唉,说句实在话,最近些爬虫也写的比较多了,经常爬一些没有反爬措施,或者反爬只停留在验证cookies、UA、referer的网站真的没太多乐趣。前端时间在知乎上看见了一个专栏,反反爬虫系列,于是乎也就入了坑,目前除了第二个之外全部都跟着作者的思路复现了代码,收获真的挺多的。话说python爬虫在知乎上的活跃度真的挺高的,经常有一些前辈、大牛在上面分享经验、教程。在知乎上查看、学习、讨论、复现他们的代码,很方便而且收获挺多!

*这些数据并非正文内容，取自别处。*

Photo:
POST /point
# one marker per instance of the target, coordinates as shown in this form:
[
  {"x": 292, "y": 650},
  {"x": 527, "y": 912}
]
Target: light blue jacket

好了,废话也不多说了,开始今天的主题把。汽车之家汽车参数配置的爬虫。
其实刚开始看完这篇文章我是懵逼的,懵逼的地方不在于解析JS获取真实数据,而是在于这句话,
按照index替换就行?我将通过JS拿到的数据认真的同网页进行了比对,怎么也找不到这返回的数据跟网页有什么相似的地方,无奈最后网上各种找,终于找到了一个博主写的文章了,运行了之后成功的拿到了数据,心中很是欣喜,然后也终于明白了按照index替换就行这句话的含义。
下面我讲我写的代码贴出来,当然了,这段代码只是为了跑通并拿到数据,并没有对其进行结构化封装。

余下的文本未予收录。